I didn’t plan to solve any of my internal strive during my time away, and I didn’t. But – I think I’m better equipped to focus on what I can control and continue to share what I find valuable in my world. I still believe in a bright future for software testing, but we need more open, seeking minds to get us there.

bookmark_borderAn Interlude

As you may have noticed, I’ve had to take a bit of a break from blogging. I’ve kicked out at least a post or two a week for a few years now, but I’m not dry on ideas, and I definitely want to follow up on my recent Test This post (before a follow up becomes irrelevant).

The challenge is that my day job is kicking my ass. I expected the UCIF test and certification work I’m involved with would take about 20% of my time (actually – they told me to expect 20% – I was hoping to get away with a bit less), but lately it’s been making a much bigger dent in my work day. Currently, I’m preparing a progress report for the board, and a members only webinar for later this month, along with trying to gain some ground on the roadmap for the working group.

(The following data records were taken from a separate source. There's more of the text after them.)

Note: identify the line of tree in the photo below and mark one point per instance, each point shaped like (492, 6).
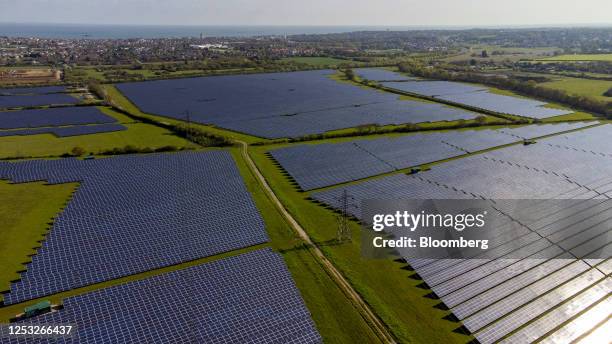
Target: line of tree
(529, 88)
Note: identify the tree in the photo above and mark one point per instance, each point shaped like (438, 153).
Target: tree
(350, 74)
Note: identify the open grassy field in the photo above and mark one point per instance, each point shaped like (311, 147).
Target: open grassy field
(582, 87)
(336, 318)
(386, 287)
(33, 204)
(139, 135)
(317, 61)
(26, 209)
(580, 57)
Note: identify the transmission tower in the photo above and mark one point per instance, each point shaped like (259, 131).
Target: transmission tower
(188, 120)
(346, 202)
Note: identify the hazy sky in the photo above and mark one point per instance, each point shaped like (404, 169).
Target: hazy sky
(309, 12)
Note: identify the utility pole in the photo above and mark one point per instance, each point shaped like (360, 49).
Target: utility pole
(344, 232)
(188, 120)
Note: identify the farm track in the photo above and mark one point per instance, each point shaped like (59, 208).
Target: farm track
(377, 326)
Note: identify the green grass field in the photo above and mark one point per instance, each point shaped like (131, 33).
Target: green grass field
(25, 211)
(580, 57)
(139, 135)
(582, 87)
(34, 204)
(386, 287)
(317, 61)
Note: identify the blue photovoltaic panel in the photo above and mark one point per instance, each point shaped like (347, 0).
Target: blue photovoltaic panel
(66, 131)
(53, 117)
(379, 74)
(319, 165)
(533, 131)
(478, 97)
(14, 101)
(135, 213)
(433, 88)
(505, 104)
(249, 298)
(275, 105)
(511, 299)
(31, 90)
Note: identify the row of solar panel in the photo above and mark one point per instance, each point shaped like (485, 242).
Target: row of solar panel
(330, 164)
(478, 97)
(246, 298)
(66, 131)
(119, 219)
(518, 300)
(31, 90)
(378, 74)
(275, 105)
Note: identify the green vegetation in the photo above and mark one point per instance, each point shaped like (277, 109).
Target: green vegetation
(580, 57)
(138, 135)
(317, 61)
(34, 204)
(386, 287)
(25, 213)
(581, 87)
(336, 318)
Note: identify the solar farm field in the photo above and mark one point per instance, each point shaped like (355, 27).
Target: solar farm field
(379, 74)
(280, 105)
(335, 163)
(241, 243)
(84, 236)
(478, 97)
(233, 289)
(521, 300)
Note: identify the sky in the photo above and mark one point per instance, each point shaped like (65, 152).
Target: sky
(310, 12)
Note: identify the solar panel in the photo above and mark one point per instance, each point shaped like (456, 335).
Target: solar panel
(275, 105)
(246, 298)
(379, 74)
(31, 90)
(478, 97)
(496, 298)
(135, 213)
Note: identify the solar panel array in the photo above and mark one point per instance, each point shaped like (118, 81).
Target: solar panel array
(530, 299)
(135, 213)
(319, 165)
(533, 131)
(478, 97)
(379, 74)
(34, 118)
(245, 298)
(275, 105)
(31, 90)
(506, 104)
(66, 131)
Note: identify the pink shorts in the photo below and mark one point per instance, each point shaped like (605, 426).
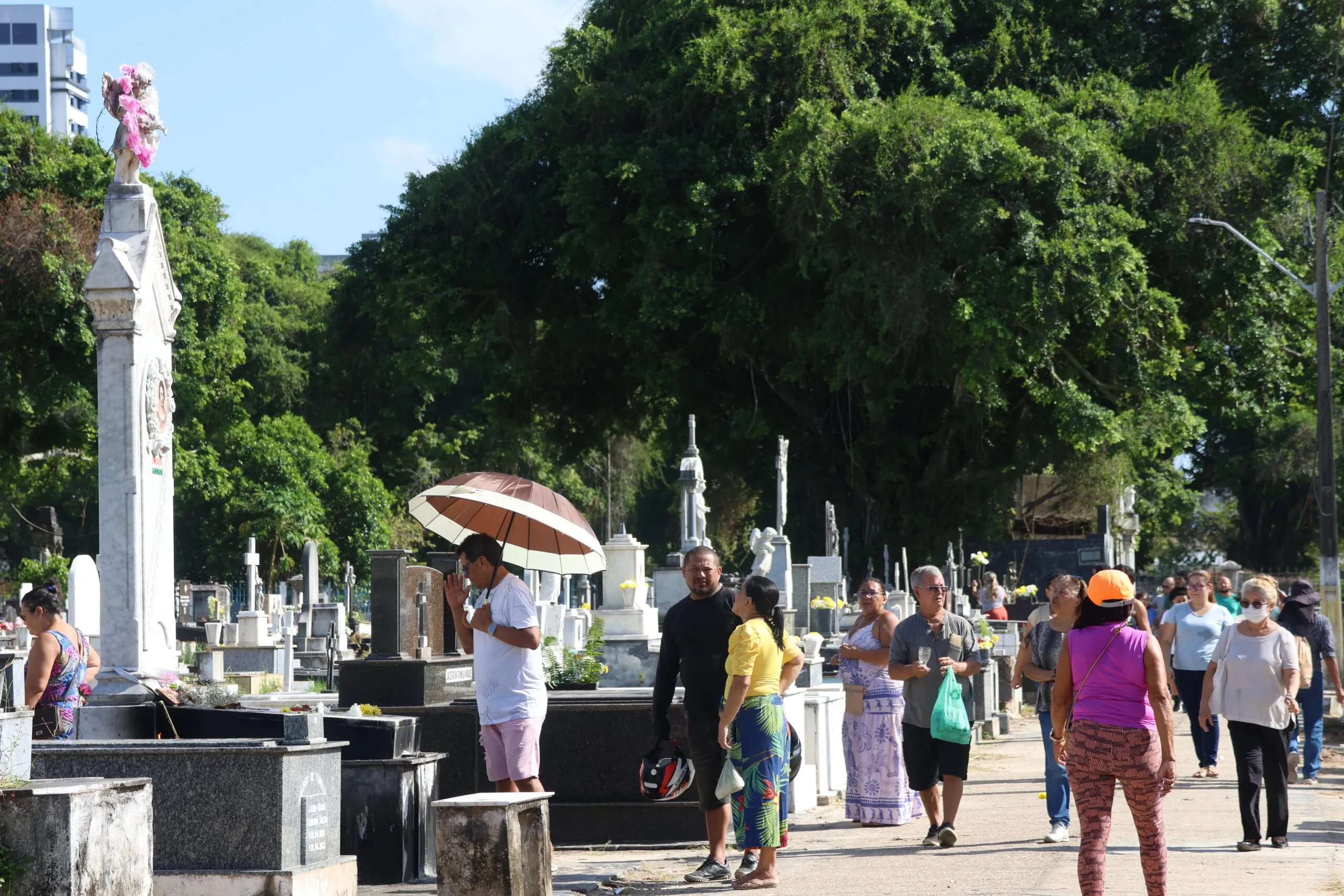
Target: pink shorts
(512, 750)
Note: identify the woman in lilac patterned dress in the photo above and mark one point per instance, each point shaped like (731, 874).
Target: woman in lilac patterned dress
(61, 664)
(878, 792)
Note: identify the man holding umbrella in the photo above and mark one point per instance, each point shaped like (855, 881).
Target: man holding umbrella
(503, 636)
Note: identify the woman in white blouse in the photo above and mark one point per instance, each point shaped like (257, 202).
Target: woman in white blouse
(1252, 683)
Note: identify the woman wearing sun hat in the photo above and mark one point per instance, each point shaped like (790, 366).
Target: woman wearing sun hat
(1112, 719)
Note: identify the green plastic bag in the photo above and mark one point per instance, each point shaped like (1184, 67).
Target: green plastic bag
(949, 714)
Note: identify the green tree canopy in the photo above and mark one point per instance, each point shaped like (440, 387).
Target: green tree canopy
(934, 245)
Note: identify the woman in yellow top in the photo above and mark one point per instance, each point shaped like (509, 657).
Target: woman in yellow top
(762, 662)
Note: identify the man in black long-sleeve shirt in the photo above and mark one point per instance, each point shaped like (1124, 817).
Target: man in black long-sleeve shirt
(695, 645)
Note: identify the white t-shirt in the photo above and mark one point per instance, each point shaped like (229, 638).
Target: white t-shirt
(510, 681)
(1249, 686)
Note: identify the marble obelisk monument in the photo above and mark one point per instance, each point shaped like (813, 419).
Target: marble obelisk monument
(135, 305)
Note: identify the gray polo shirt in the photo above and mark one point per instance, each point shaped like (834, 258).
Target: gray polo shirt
(958, 640)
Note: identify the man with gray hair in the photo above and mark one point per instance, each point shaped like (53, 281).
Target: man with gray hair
(933, 635)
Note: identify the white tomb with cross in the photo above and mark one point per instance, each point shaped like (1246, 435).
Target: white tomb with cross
(253, 623)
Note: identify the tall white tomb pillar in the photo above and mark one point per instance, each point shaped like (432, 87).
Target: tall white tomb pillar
(632, 625)
(253, 624)
(694, 510)
(135, 305)
(781, 559)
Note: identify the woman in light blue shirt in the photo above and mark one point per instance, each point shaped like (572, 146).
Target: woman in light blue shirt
(1189, 633)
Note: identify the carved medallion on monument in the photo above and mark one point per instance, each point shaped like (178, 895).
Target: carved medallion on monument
(159, 407)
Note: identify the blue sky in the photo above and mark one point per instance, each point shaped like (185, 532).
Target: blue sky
(306, 116)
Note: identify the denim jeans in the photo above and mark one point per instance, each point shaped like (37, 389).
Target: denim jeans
(1190, 683)
(1057, 779)
(1314, 721)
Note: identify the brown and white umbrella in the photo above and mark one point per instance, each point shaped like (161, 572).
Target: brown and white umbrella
(538, 529)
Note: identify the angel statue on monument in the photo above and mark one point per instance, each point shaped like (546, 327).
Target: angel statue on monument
(133, 102)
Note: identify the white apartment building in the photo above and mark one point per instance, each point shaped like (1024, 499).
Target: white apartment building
(44, 68)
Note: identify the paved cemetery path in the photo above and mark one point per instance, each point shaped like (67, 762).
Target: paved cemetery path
(1000, 827)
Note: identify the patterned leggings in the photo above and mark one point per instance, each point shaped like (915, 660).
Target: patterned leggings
(1097, 757)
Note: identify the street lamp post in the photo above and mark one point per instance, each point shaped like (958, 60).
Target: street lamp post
(1321, 292)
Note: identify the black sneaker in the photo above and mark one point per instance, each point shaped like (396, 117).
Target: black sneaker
(709, 871)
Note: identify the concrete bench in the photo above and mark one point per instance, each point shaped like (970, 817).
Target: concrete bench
(494, 846)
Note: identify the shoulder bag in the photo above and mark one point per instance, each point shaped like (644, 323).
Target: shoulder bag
(1069, 721)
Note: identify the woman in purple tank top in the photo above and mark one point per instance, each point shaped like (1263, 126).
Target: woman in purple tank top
(1112, 681)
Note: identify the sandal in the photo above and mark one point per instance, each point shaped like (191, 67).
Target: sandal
(754, 883)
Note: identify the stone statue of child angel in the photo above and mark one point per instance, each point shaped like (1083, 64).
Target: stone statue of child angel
(133, 102)
(762, 546)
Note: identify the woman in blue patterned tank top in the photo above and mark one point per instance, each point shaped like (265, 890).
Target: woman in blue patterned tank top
(61, 664)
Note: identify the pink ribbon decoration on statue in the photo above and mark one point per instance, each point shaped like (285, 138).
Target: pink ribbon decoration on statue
(131, 117)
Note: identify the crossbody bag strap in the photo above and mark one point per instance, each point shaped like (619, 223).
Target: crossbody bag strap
(1079, 688)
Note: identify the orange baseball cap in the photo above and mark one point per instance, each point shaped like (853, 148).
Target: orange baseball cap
(1110, 589)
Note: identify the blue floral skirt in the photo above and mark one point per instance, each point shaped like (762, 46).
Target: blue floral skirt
(760, 753)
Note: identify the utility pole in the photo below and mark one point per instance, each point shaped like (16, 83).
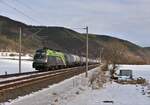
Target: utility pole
(20, 34)
(87, 47)
(101, 51)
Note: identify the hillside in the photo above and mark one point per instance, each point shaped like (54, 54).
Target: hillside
(66, 40)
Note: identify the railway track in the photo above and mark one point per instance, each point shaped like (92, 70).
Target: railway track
(12, 88)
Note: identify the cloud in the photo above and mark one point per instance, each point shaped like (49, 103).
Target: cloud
(127, 19)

The Lync team is bearing down on an internal milestone and there are a lot of loose ends (both technical and pseudo-political) to tie up in the next several weeks. Yearly performance calibrations are going on at the same time, so along with my normal levels of coaching and mentoring, I’ve had a few extra sessions of tester therapy in the past weeks.

And then there’s the not-really-work stuff that I still need to do. Top of the list is finishing my PNSQC paper, and I’m also juggling and negotiating some potential speaking engagements for the fall. For the first time ever, I’ve also had to start saying no to some internal speaking requests (sorry – if you read my blog, I hope you ask me again later this summer).

So – once I find a light at the end of the tunnel (or when the day job finally breaks me), I’ll be back.